Nesse instante uma pequena coruja entrou pela janela. Rony se adiantou até ela e a pós dentro da gaiola e começou a desenrolar o pergaminho que ela trouxera.

- O que é isso? — Perguntou Harry.

- Carta da minha mãe. — Respondeu Rony desatento — Ah, desculpa Harry, quando você passou mal eu escrevi para minha mãe, mas expliquei que você estava bem, só teve uma tontura. Ela me pediu para enviar relatórios diários para saber como a gente está.

- Tudo bem então, Píchi não chama muita atenção mesmo. Mas não usem Edwiges se não for de muitíssima importância, ela se destaca fácil e a espécie dela é muito rara. Hagrid me falou isso quando a me deu, então ela chama muita atenção, já que poucas pessoas têm uma da espécie dela. — Harry disse voltando-se a deitar.

- Você não quer saber o que diz a carta? — Harry não deu nenhum sinal de importância como fez durante todo o verão. — Minha mãe disse que você precisa se alimentar melhor e Gina está preocupada. É uma boa tática essa sua, pede para elas te esquecerem, só para elas ficarem mais apaixonadas.

- É o que você está fazendo com a Lilá? Vocês dois não se preocupam com os sentimentos de quem gosta de vocês... — Falou Hermione bufando virando pro lado e apagando o abajur da cabeceira da sua cama.

- O que deu nela? Eu só tava brincando. — Falou Rony com o queixo caído sem entender nada.

- Às vezes vocês dois são tão obtusos! — Falou Harry também se virando na cama e apagando o seu abajur.
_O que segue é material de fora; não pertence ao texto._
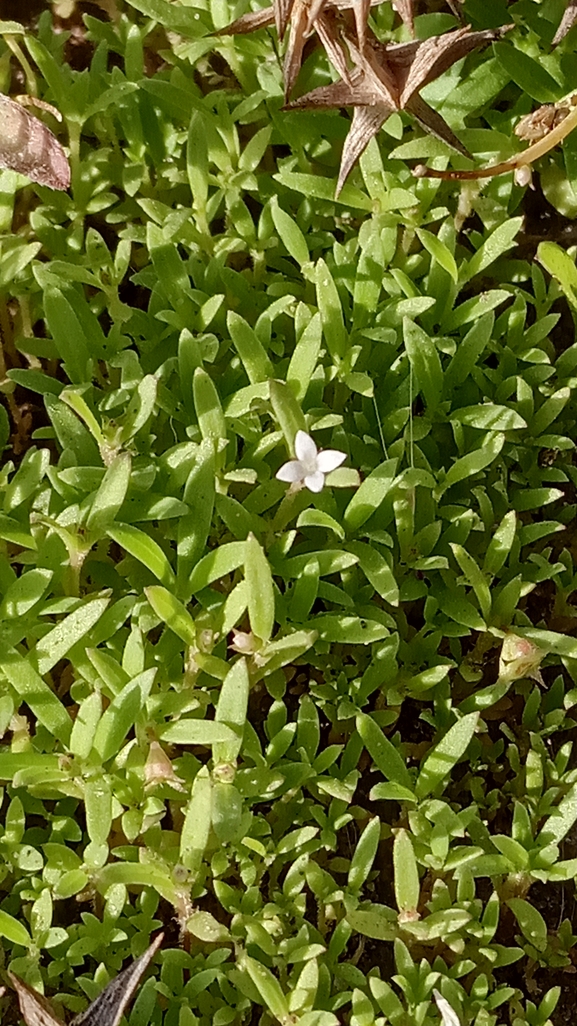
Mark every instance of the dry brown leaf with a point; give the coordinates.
(305, 16)
(389, 77)
(568, 21)
(521, 163)
(106, 1010)
(28, 147)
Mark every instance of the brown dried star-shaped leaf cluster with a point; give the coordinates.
(375, 78)
(388, 77)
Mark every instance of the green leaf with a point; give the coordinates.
(98, 805)
(559, 824)
(61, 639)
(200, 732)
(25, 592)
(226, 812)
(562, 267)
(85, 723)
(304, 358)
(261, 591)
(199, 495)
(207, 406)
(111, 494)
(383, 752)
(291, 235)
(287, 412)
(370, 495)
(121, 714)
(172, 613)
(13, 931)
(268, 987)
(364, 854)
(377, 570)
(217, 563)
(145, 549)
(473, 462)
(438, 251)
(501, 544)
(316, 518)
(496, 245)
(489, 417)
(342, 628)
(41, 700)
(407, 886)
(529, 74)
(446, 754)
(425, 362)
(196, 826)
(379, 925)
(331, 312)
(254, 357)
(231, 710)
(62, 312)
(474, 577)
(533, 926)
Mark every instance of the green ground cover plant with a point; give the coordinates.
(321, 737)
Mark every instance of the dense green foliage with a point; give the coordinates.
(303, 728)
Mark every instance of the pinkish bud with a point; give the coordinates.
(520, 658)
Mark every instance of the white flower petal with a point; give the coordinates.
(304, 447)
(292, 471)
(329, 460)
(314, 481)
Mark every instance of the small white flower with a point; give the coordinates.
(310, 466)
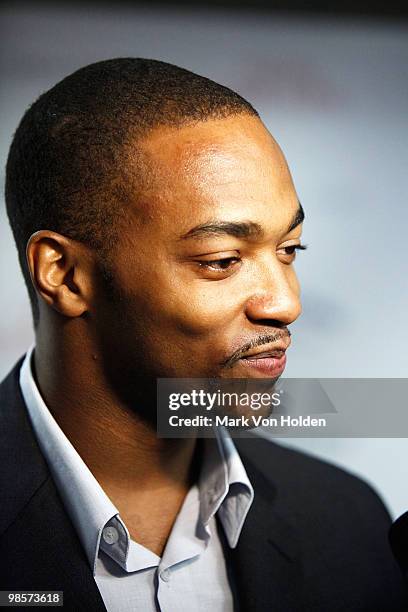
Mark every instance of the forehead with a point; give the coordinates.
(229, 168)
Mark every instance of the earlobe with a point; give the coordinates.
(55, 270)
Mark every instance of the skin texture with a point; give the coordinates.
(182, 306)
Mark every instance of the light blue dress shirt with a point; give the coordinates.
(191, 575)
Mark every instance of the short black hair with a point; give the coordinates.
(64, 166)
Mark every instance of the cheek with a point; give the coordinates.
(197, 309)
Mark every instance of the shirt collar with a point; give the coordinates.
(224, 487)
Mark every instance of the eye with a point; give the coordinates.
(287, 254)
(220, 265)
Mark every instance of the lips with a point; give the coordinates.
(270, 363)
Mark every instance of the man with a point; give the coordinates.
(157, 224)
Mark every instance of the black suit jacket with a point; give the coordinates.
(315, 537)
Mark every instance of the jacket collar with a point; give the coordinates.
(35, 526)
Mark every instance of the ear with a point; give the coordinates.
(60, 271)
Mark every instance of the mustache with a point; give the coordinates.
(259, 341)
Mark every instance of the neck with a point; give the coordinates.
(120, 448)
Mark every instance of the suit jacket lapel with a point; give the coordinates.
(266, 562)
(39, 544)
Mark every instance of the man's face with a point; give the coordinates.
(205, 263)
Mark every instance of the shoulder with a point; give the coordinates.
(309, 483)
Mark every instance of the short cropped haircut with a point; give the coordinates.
(65, 166)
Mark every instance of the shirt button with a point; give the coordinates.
(110, 535)
(165, 575)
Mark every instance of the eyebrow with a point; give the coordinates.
(243, 229)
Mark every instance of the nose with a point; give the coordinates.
(275, 299)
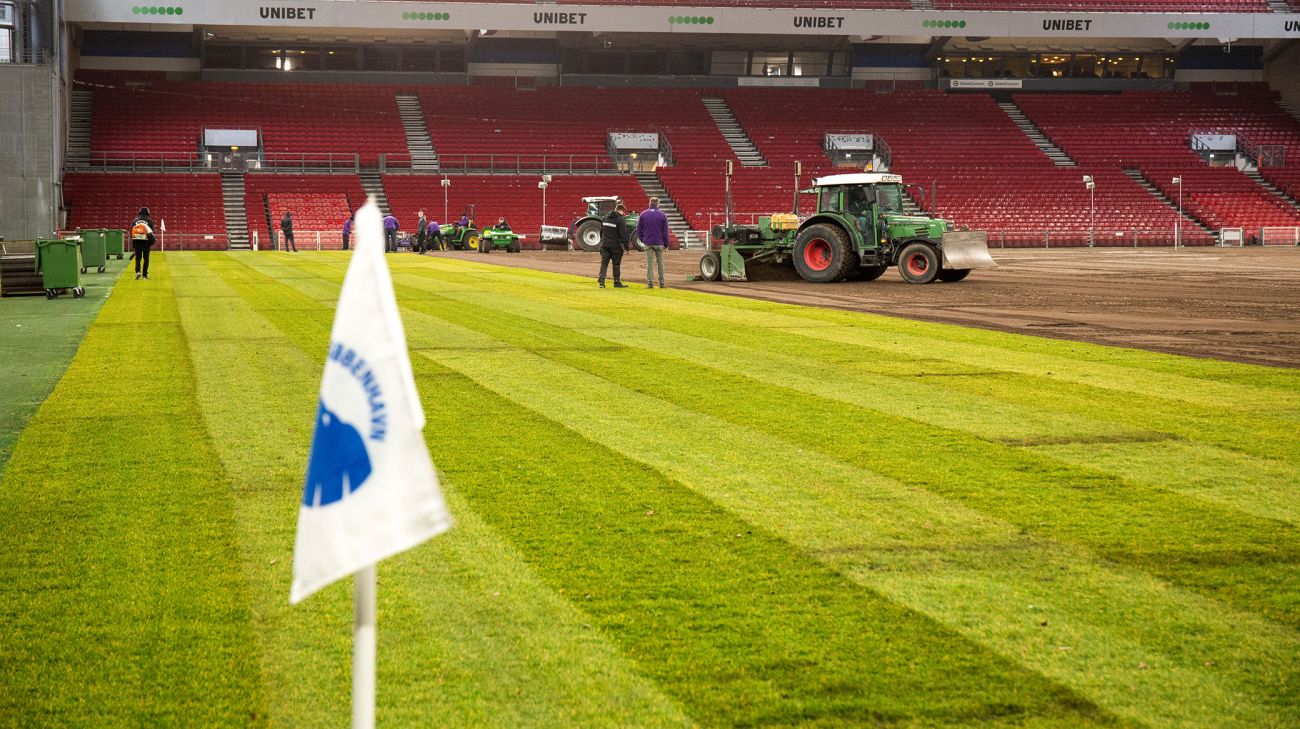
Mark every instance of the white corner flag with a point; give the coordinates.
(371, 490)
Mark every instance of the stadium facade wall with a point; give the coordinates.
(27, 186)
(1282, 74)
(703, 20)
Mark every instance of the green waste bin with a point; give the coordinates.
(59, 265)
(94, 254)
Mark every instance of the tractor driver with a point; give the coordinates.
(859, 205)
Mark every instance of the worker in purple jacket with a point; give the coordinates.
(653, 230)
(390, 233)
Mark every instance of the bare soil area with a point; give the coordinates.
(1240, 304)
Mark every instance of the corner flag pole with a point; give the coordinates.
(363, 650)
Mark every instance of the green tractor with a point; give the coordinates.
(456, 237)
(586, 229)
(505, 238)
(858, 231)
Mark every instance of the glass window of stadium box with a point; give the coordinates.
(378, 57)
(416, 59)
(342, 59)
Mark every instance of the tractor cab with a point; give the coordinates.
(874, 204)
(601, 207)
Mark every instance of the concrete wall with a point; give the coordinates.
(27, 192)
(1281, 74)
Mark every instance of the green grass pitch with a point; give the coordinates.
(672, 510)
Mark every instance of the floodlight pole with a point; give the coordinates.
(1178, 222)
(1092, 209)
(446, 186)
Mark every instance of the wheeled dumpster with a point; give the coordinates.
(59, 264)
(94, 254)
(115, 242)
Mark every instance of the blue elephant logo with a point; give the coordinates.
(338, 463)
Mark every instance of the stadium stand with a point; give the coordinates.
(293, 118)
(1151, 131)
(189, 204)
(320, 203)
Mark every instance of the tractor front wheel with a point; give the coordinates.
(918, 263)
(823, 254)
(588, 235)
(710, 265)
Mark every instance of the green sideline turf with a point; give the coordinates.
(38, 338)
(672, 508)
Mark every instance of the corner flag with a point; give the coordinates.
(371, 490)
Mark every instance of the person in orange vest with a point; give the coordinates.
(142, 241)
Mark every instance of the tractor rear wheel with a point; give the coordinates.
(823, 255)
(918, 263)
(710, 265)
(588, 235)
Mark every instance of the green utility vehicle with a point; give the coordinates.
(586, 229)
(858, 230)
(462, 237)
(506, 239)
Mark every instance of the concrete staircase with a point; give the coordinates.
(1035, 134)
(237, 217)
(81, 113)
(424, 157)
(373, 186)
(1155, 191)
(1255, 174)
(733, 133)
(654, 187)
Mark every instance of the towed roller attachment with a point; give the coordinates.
(733, 264)
(554, 235)
(966, 250)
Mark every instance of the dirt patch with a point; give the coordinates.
(1240, 304)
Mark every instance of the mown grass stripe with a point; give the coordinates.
(38, 338)
(1233, 426)
(1205, 547)
(121, 591)
(1104, 652)
(861, 383)
(468, 636)
(910, 545)
(1070, 361)
(1261, 487)
(736, 308)
(742, 629)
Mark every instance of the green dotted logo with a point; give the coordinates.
(425, 16)
(157, 11)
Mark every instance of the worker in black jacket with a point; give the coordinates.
(614, 243)
(142, 239)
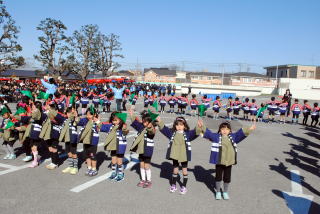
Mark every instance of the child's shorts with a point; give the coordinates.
(90, 151)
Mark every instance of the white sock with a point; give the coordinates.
(10, 149)
(148, 172)
(143, 174)
(6, 149)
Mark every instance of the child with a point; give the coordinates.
(69, 136)
(194, 105)
(273, 107)
(296, 109)
(7, 128)
(143, 144)
(315, 115)
(306, 111)
(253, 110)
(172, 103)
(89, 136)
(224, 152)
(216, 108)
(116, 143)
(246, 109)
(283, 110)
(163, 103)
(236, 108)
(31, 136)
(229, 108)
(179, 149)
(50, 133)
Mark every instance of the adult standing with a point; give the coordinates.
(118, 91)
(287, 98)
(51, 86)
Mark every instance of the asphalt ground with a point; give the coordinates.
(265, 160)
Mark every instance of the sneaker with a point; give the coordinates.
(183, 190)
(27, 158)
(112, 176)
(51, 166)
(120, 177)
(12, 157)
(33, 164)
(6, 157)
(93, 172)
(66, 170)
(218, 196)
(73, 171)
(225, 196)
(147, 184)
(141, 183)
(88, 171)
(173, 188)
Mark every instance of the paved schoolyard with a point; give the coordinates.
(265, 162)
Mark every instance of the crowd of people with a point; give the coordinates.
(49, 114)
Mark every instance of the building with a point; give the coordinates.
(204, 78)
(293, 71)
(252, 79)
(164, 75)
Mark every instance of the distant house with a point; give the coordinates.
(204, 78)
(293, 71)
(164, 75)
(251, 79)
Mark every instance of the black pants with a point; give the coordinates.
(118, 101)
(224, 172)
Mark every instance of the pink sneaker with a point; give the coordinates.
(147, 184)
(33, 164)
(173, 188)
(183, 190)
(141, 183)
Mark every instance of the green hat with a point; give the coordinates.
(122, 116)
(27, 93)
(42, 95)
(4, 110)
(9, 124)
(20, 110)
(152, 115)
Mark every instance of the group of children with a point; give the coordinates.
(233, 107)
(50, 124)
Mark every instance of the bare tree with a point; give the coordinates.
(107, 50)
(9, 46)
(85, 45)
(55, 54)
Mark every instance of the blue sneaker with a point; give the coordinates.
(218, 196)
(120, 177)
(112, 176)
(225, 196)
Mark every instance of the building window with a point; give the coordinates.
(311, 74)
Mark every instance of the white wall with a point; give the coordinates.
(301, 88)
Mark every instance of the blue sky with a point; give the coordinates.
(194, 34)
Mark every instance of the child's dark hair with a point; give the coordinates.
(224, 125)
(180, 120)
(112, 116)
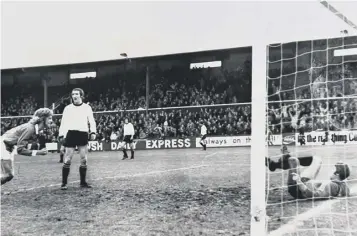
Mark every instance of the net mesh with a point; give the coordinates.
(312, 108)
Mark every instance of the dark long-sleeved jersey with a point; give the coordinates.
(20, 137)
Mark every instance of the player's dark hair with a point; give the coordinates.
(345, 172)
(41, 114)
(81, 92)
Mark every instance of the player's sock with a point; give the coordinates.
(65, 173)
(270, 164)
(82, 174)
(125, 154)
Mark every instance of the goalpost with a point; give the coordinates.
(261, 219)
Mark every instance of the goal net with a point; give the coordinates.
(312, 109)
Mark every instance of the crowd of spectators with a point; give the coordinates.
(312, 108)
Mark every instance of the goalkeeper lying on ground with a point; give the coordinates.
(302, 184)
(19, 137)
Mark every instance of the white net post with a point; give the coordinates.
(258, 224)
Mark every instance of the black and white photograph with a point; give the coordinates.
(135, 145)
(165, 118)
(311, 109)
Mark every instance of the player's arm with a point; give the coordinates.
(23, 142)
(92, 123)
(308, 191)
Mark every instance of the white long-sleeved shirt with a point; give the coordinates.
(129, 129)
(77, 117)
(203, 130)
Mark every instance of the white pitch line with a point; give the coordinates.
(292, 225)
(114, 177)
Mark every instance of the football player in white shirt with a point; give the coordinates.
(74, 131)
(203, 136)
(128, 138)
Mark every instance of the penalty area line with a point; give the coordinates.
(292, 226)
(113, 177)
Logo que o quarto caiu na completa escuridão ele percebeu que Rony fizera o mesmo.
Ele parou para pensar na visão que tivera, por quê Voldemort não queria matar a sua mãe? Por que isso faria mal a ele? Será que ele sentia algo pela sua mãe?
Ele a tratava como íntima, a chamava por apelido. Várias perguntas se formulavam na cabeça de Harry, perguntas que ele sabia que só uma pessoa poderia responder: - Voldemort.

Harry logo adormeceu, pensando que na manhã seguinte iria até a casa da colina ver se encontrava alguma resposta para pelo menos uma de suas milhares de perguntas.